I use steam both in my indoor oven, and outdoors in a Komodo Kamado ceramic barbecue cooker. I got tired of cleaning yard schmutz out of my stainless steel chains, so I ordered a second aluminum disk off eBay. My steam generator now consists of one cake pan and two disks, all aluminum:
Fat Daddio's PRD-163 Round Cake Pan, 16 x 3 Inch (Amazon)
1 Aluminum Disc, 1 1/4" thick x 14 3/4" dia., Mic-6 Cast Tooling Plate, Disk (eBay)
To my surprise when I redid my calculations, aluminum has a significantly higher specific heat capacity than steel: Water, 4181. Aluminum, 897. Ratio: 21.5% Moreover, these disks are heavy.

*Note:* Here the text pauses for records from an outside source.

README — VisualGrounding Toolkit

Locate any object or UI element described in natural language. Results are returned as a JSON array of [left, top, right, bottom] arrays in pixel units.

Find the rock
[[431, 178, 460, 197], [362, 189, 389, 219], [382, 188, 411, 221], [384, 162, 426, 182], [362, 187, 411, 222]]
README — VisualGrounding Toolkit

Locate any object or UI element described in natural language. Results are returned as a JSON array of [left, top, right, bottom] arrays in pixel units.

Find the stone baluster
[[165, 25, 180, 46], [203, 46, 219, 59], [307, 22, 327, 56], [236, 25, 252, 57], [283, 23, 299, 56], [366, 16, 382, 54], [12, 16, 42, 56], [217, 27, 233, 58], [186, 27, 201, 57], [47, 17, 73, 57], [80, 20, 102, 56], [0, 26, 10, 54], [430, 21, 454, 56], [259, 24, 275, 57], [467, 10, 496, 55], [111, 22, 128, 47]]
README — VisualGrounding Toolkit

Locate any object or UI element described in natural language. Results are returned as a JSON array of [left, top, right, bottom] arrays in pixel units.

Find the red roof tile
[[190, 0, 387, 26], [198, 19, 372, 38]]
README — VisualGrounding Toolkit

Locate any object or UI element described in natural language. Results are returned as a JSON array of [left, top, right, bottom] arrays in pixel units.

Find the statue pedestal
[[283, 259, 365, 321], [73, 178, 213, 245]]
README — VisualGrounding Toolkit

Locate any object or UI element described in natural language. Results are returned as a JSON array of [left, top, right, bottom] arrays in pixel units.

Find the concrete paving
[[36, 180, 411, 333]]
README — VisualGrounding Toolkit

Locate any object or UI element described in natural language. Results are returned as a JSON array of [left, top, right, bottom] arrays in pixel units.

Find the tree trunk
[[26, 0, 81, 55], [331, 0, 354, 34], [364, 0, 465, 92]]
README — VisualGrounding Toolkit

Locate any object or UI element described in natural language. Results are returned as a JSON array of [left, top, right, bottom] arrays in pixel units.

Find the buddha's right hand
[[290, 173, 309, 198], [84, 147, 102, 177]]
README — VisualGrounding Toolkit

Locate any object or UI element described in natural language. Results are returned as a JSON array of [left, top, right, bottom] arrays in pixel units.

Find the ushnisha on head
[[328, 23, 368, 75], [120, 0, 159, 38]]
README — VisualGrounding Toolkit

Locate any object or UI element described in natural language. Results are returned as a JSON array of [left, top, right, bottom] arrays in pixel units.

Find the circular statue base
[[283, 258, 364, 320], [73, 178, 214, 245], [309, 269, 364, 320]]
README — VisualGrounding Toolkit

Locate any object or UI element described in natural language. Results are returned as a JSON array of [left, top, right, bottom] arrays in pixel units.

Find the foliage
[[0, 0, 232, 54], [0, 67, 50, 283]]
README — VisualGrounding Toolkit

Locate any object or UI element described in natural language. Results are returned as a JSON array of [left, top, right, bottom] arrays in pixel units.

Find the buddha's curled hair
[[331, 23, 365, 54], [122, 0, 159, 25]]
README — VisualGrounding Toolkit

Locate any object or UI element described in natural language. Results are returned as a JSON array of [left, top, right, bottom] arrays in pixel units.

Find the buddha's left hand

The cake pan and two disks combine to 44.9 pounds. So, in a ceramic cooker or oven heated to 450 F, this steam source can boil off 803 grams of ice, or 964 grams of warm (40 C) water. I rarely use more than half that, enough steam to replace the air in a KK or oven several times over. Perhaps I should have just tossed the steel chain, but now I have two aluminum disks. Nice.
I posted this in a Komodo Kamado forum thread, where others have followed my lead, finding that one disk is plenty. (I'm best known there for devising a cast iron Dutch Oven "smoke pot" for a more subtle smoke flavor without the nasties. This got propagated to other BBQ sites.)
I was thrilled to get rid of the chains. They're messy and awkward.